The BBC chairman’s position is untenable, opposition parties have said after a scathing report from MPs about his role in securing an £800,000 loan for Boris Johnson.
The culture committee found Richard Sharp guilty of “significant errors of judgement” in failing to disclose his role in facilitating the credit line for Mr Johnson before he was appointed BBC chairman by the then Prime Minister. This week the BBC chairman was recalled to appear before the committee and the report was published on Sunday.
Lisa Nandy, the shadow secretary, said Mr Sharp’s position was “increasingly untenable”, suggesting he should go if he couldn’t explain himself during an internal BBC investigation.
“It’s getting harder and harder to see how Richard Sharp can continue to play that role,” she told Sky News. “If questions can’t be answered, I think the integrity of the BBC is much more important than one person’s position,” she said.
SNP MP John Nicolson – who sits on the cross-party Digital, Culture, Media and Sport Committee (DCMS), which drafted the report – said he did not see “how to move forward”, and suggested that Rishi’s government Sunak should act now to remove him.
He told the BBC Sunday With Laura Kuenssberg“He’s lost the trust of the BBC staff, that’s very clear – I’ve been inundated with reports from BBC staff that they don’t see how he can run the BBC anymore.”
“We knew he was a big Tory donor… but what he didn’t tell us was that he had facilitated a £800,000 loan for Boris Johnson, the Prime Minister, who then gave him the job – it’s all a bit of a banana republic .” added Mr. Nicolson.
Mr Nicholson also told Sky News’ Sophie Ridge on Sunday: “I don’t see how he can go on. How can he plead the BBC’s case, how can he talk about impartiality, given that he has withheld this vital information from us and given the low level of trust he now enjoys among BBC staff?
“The report I think is quite brutal,” he added, saying that Mr Sharp “has broken the rules… The rules say very clearly that if you apply for a government job like this, you are completely must be open about any conflict of interest.”
Mr Sharp’s failure to tell the DCMS about his meeting with Mr Johnson and Sam Blyth, a distant cousin, who supported the line of credit for Mr Johnson, meant that MPs did not properly assess his suitability for the BBC role. could investigate, the report said.
The report’s humiliating judgment that he should “consider the impact of his omissions” on confidence in the BBC and his own appointment is likely to make it difficult for him to continue.
Andrew Mitchell, a Conservative minister and veteran MP, said decisions on Mr Sharp’s future are “a matter for the BBC” at the end of an internal inquiry and a separate inquiry by the office of the Commissioner for Public Appointments.
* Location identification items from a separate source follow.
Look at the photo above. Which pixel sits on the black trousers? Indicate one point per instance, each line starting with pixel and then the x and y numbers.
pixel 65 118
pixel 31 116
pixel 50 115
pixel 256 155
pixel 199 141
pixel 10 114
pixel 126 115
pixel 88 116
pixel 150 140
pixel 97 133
But challenged by Laura Kuenssberg that it was ultimately up to the government to appoint and dismiss BBC chairmen, Mitchell insisted it was “largely” a matter for the BBC board to make a recommendation on its future to the government.
Mr Nicolson said the government already has the information it needs to decide whether to ask Mr Sharp to resign. “What are the ministers waiting for? What information do they not have? The facts are obvious.”
Mr Sharp admitted to arranging a meeting between Mr Johnson and Mr Blyth but denied giving any financial advice. A spokesman for Mr Sharp said he “regrets” not telling MPs about his involvement with Mr Blyth “and apologises”.
The DCMS said there was an “unresolved issue” as to why Simon Case, the cabinet secretary, believed Mr Sharp had given financial advice to Mr Johnson, despite Mr Sharp’s denial that it amounted to advice. They called on the Cabinet Office to “clear up the confusion”.
Former culture minister Lord Vaizey said Mr Sharp’s actions were not a “hanging offence”. The Tory colleague told BBC Radio 4 Broadcast house: “You can admit it’s a blunder without saying it’s a violation.”
On whether Mr Sharp’s position was untenable, Mr Mitchell said: “We shouldn’t rush to judgment on that, we should let this process come to an end. And then ultimately it’s a matter for the BBC, of which he is the chairman, to make a final decision.”
Deputy Liberal Democrat leader Daisy Cooper said Mr Johnson “must now also face the music and answer questions from an independent inquiry” – and called on Mr Sunak to ask his ethics adviser to look into the matter.
The report put further pressure on Mr Johnson after it emerged that the Met Police had been asked to reopen its Partygate investigation.
The deputy chairman of the London Assembly’s Police and Crime Committee has written to the Met Commissioner, Mark Rowley, asking if he “takes new information into account when making a decision on reopening the investigation”.
It follows details released by an ITV podcast claiming Downing Street staff confirmed this before completing questionnaires and that 10 officials destroyed evidence before it could investigate the Sue Gray inquiry.